A matéria aprovada por Cunha excluiu da proposta inicialmente rejeitada os crimes de tráfico de drogas, tortura, terrorismo, lesão corporal grave e roubo qualificado.Agora falta votar a tratorada de Cunha em segundo turno que é a redução da maioridade penal para jovens de 16 e 17 anos em casos de crimes hediondos, homicídio doloso e lesão corporal seguida de morte.

Reforma política

O último item da votação em segundo turno da reforma política (PEC 182/07) é a permissão para empresas e pessoas físicas doarem recursos a partidos.

Outra vez, Eduardo Cunha volta a articular. Ele decidiu, em questão de ordem, após a volta do recesso parlamentar, que será votado o texto integral sobre o tema e não apenas a expressão “jurídicas” do trecho que permite a doação de pessoas jurídicas a partidos para financiar campanhas, como queriam destaques do PT e do PPS. Sendo assim ele reinaugura a votação das doações de campanha.
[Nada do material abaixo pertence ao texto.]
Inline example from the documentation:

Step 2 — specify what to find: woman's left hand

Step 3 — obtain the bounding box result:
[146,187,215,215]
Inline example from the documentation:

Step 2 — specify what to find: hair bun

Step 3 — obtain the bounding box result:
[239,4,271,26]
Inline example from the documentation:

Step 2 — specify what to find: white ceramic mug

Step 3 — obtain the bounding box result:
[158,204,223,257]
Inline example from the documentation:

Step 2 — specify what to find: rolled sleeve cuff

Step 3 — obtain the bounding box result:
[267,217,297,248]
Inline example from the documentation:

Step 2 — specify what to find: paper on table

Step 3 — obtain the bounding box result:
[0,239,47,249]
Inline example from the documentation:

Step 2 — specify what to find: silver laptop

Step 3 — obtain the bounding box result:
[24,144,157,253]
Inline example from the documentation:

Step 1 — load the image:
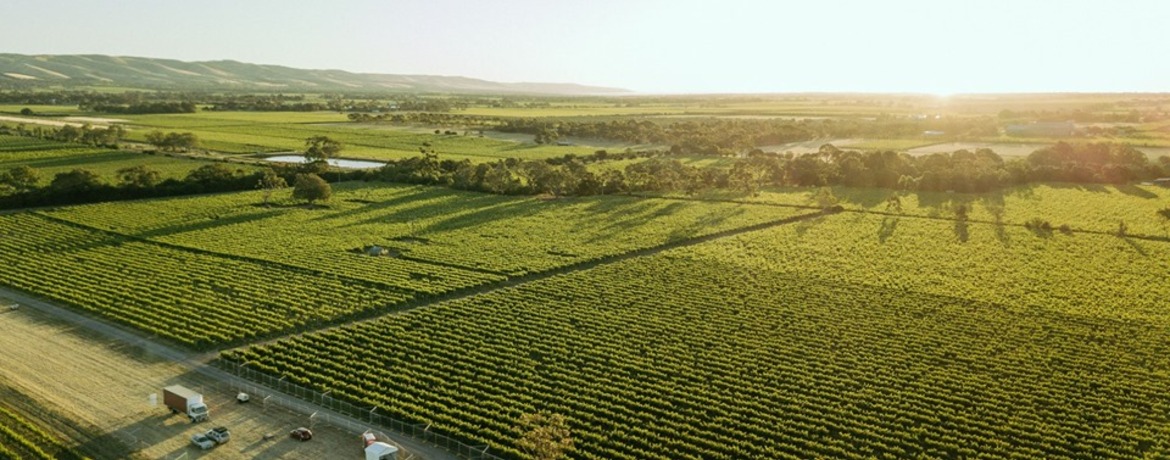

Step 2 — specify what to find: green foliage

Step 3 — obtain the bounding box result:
[225,214,1170,459]
[516,412,573,460]
[0,135,243,186]
[0,213,414,348]
[49,169,103,194]
[145,130,199,151]
[0,165,41,192]
[293,174,333,205]
[304,136,342,163]
[118,165,163,188]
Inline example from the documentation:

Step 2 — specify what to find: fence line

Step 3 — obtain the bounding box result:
[215,361,505,460]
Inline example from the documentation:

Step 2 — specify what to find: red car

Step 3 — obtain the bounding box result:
[289,426,312,441]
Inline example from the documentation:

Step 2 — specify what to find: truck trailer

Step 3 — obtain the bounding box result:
[163,385,211,423]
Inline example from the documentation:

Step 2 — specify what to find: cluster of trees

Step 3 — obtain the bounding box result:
[349,112,998,156]
[0,163,339,208]
[89,101,199,115]
[370,140,1170,195]
[0,123,126,149]
[146,130,199,152]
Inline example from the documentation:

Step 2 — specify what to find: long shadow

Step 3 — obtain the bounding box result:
[955,219,971,242]
[132,208,284,240]
[1122,238,1150,258]
[1116,184,1158,199]
[833,187,888,210]
[878,215,900,243]
[314,187,457,220]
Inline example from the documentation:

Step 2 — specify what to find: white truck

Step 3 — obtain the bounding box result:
[362,431,398,460]
[191,426,232,451]
[163,385,211,423]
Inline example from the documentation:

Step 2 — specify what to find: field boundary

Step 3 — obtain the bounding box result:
[235,208,841,351]
[0,287,456,460]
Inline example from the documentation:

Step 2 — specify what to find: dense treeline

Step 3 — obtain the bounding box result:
[89,101,198,115]
[0,123,126,149]
[369,143,1170,195]
[0,163,348,208]
[349,112,998,156]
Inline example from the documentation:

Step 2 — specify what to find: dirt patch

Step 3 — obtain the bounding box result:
[0,300,400,459]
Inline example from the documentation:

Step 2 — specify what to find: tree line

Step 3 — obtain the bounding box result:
[367,143,1170,195]
[0,163,341,208]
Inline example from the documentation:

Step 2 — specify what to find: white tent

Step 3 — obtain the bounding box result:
[366,442,398,460]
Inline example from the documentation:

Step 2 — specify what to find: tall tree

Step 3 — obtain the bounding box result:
[256,170,289,206]
[118,165,163,188]
[516,412,573,460]
[0,165,41,192]
[304,136,342,163]
[293,174,333,205]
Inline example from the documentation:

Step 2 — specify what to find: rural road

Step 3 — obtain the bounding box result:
[0,287,457,460]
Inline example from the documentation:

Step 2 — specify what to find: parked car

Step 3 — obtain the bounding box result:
[289,426,312,441]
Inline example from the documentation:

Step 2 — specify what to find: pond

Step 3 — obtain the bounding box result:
[264,155,386,170]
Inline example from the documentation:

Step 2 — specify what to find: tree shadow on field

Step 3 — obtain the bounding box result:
[135,208,285,239]
[1121,236,1150,258]
[11,301,174,365]
[314,187,457,220]
[878,215,901,243]
[833,187,889,210]
[1116,184,1158,199]
[955,219,971,242]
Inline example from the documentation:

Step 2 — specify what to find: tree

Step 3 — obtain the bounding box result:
[118,165,163,188]
[256,170,289,206]
[49,170,102,194]
[186,163,236,190]
[0,165,41,192]
[516,412,573,460]
[304,136,342,163]
[293,174,333,205]
[810,187,839,210]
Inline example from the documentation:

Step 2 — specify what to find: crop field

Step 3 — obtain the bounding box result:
[223,214,1170,459]
[0,404,85,460]
[118,112,597,162]
[678,184,1170,238]
[0,214,425,346]
[46,183,808,276]
[0,136,235,186]
[0,298,383,460]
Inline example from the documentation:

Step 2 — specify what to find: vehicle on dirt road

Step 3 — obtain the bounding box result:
[191,426,232,451]
[163,385,211,423]
[289,426,312,441]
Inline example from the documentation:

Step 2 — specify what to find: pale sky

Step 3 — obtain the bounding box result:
[0,0,1170,94]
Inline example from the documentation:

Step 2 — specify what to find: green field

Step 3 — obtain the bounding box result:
[0,136,246,186]
[679,184,1170,238]
[0,94,1170,460]
[225,214,1170,459]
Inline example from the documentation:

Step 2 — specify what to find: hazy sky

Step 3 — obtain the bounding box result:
[0,0,1170,94]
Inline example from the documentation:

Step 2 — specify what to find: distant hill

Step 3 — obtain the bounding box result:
[0,54,629,95]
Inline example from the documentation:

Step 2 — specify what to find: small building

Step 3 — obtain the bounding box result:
[1004,122,1076,137]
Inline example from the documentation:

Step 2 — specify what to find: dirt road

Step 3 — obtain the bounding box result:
[0,289,454,460]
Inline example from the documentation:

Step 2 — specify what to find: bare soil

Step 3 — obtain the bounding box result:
[0,298,393,459]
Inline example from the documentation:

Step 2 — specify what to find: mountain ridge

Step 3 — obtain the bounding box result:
[0,53,631,96]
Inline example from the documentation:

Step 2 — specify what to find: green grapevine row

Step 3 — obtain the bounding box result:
[0,213,413,346]
[225,232,1170,459]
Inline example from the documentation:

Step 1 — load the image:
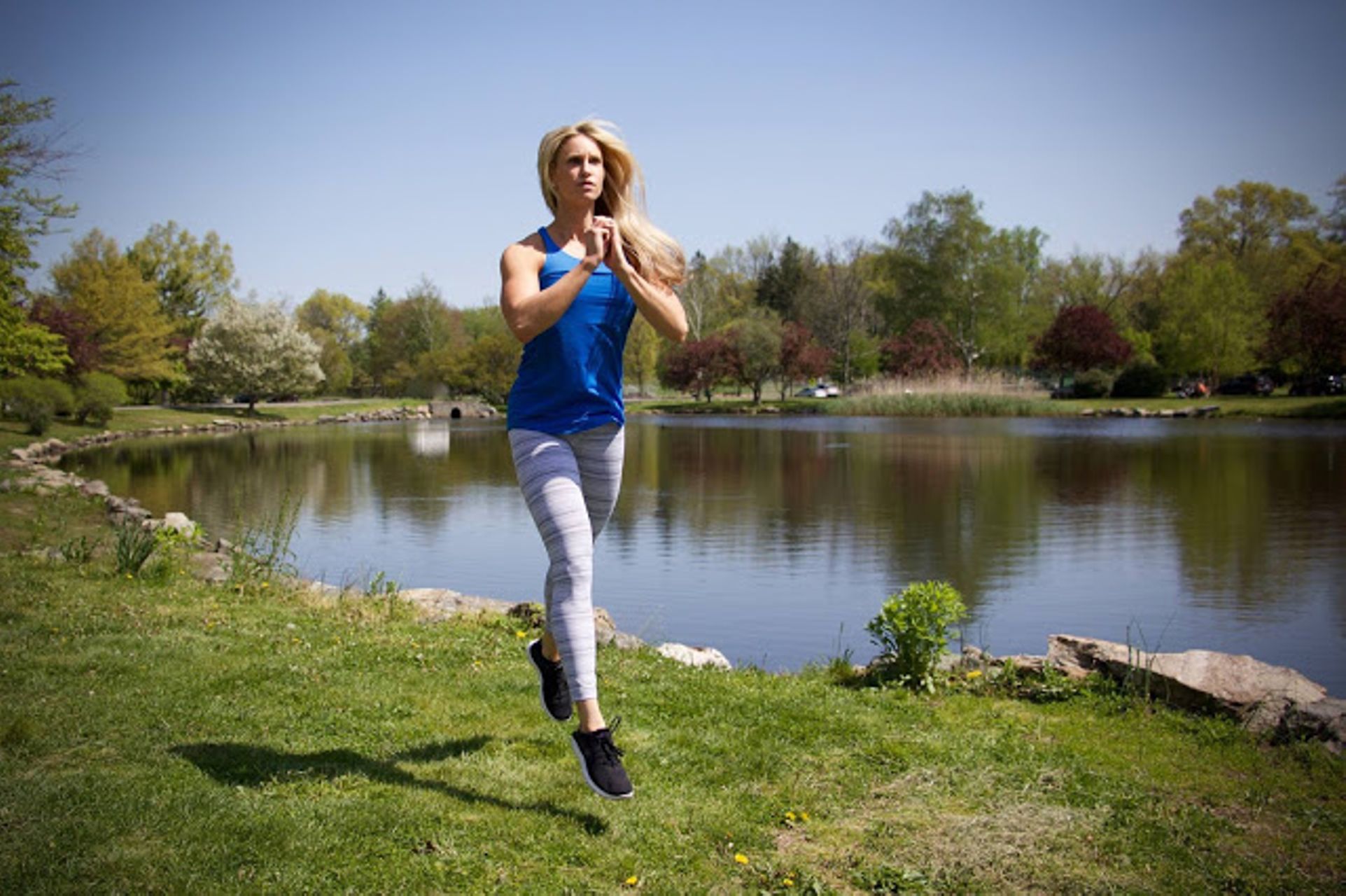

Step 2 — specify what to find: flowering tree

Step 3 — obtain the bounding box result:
[188,302,323,413]
[1032,305,1130,374]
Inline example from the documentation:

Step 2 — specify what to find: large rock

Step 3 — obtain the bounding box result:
[1047,635,1327,732]
[656,642,734,668]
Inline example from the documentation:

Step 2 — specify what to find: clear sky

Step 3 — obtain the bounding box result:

O único destaque analisado após a volta do recesso, por enquanto, neste segundo turno da PEC, foi rejeitado. Por 412 votos a 16, os deputados mantiveram a mudança na Constituição proposta pela PEC de diminuir, de 21 para 18 anos, a idade mínima para candidaturas a deputado distrital, estadual ou federal.

FGTS

Está na pauta de votações do plenário o projeto de lei que concede uma correção maior dos recursos do FGTS. A remuneração dos depósitos feitos nas contas vinculadas (FGTS) não poderia ser inferior à inflação medida pelo Índice Nacional de Preços ao Consumidor (INPC).

Há outros projetos apensados, como o que remunera o fundo, a partir de 1º de janeiro de 2016, com as mesmas taxas da caderneta de poupança ou a que prevê a aplicação do IPCA para corrigir os depósitos do fundo, mais os 3% anuais já incidentes.

Além disso, uma proposta da Comissão de Legislação Participativa da Câmara destina ao fundo um percentual fixo da rentabilidade média das aplicações com seus recursos, da ordem de 70%, assim como 50% das multas, da correção monetária e dos juros por atraso no pagamento. Uma parte desses recursos seria creditada na conta vinculada do trabalhador.

Há propostas de se reduzir dos atuais três anos para um ano o tempo em que o trabalhador não empregado pode resgatar os recursos do fundo e propostas de liberar até 30% do valor do FGTS para que o trabalhador invista em ações e fundos de investimentos.